Through Gene Expression Analysis

Gene expression profiling is a powerful technique to discover previously unrecognized tumor subtypes and distinct molecular phenotypes. For example, a search of SAGE libraries for genes related to development identified DLK1 as dramatically over-expressed in some NB cell lines (van Limpt et al. 2000). Further study suggested that DLK1 over-expression was not due to amplification or mutation but was associated with chromaffin differentiation (van Limpt et al. 2003). Data from our own studies suggest that high levels of DLK1 expression is more common in a subset of high-risk NB (unpublished data).

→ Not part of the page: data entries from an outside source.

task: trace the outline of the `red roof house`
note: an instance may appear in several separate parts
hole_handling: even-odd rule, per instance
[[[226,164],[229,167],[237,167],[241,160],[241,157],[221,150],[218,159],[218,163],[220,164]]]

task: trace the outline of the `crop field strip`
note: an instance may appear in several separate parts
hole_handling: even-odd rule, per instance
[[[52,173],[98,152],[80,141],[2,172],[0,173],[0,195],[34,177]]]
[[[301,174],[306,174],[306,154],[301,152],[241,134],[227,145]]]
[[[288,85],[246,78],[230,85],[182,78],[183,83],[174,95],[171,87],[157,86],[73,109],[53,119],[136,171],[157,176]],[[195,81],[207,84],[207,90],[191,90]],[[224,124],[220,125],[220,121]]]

Analysis of genome-wide expression data for NB samples based on oligonucleotide arrays revealed a subset with over-expression of several contiguous genes located at 12q13-15 (W. Su et al., 2004). Regional over-expression suggests a chromosomal amplification event and consistently expressed genes represent candidate oncogenes. About 5% of NB tumors demonstrate 12q gene over-expression. Positional expression mapping identified the narrowest region of overlap containing 21 genes, with 11 genes over-expressed by all cases. In cases with high levels of expression for genes at 12q, three- to more that tenfold increase in 12q gene copy number was detected by fluorescent in situ hybridization. Amplification of 12q has been identified in a large variety of other cancer types. The 12q expressed genes in NB mapped to a site similar to the complex amplicon reported in sarcomas and gliomas and identify critical genes and pathways affected by 12q gene amplification (Fig. 9.4). This use of positional gene expression mapping provides a means to efficiently filter and select genes within altered chromosomal regions that are prime candidates to contribute to neoplastic development. Importantly, the data described here suggest that gene expression analysis can identify molecular markers that segregate with biological pheno-type and molecular classification of NB.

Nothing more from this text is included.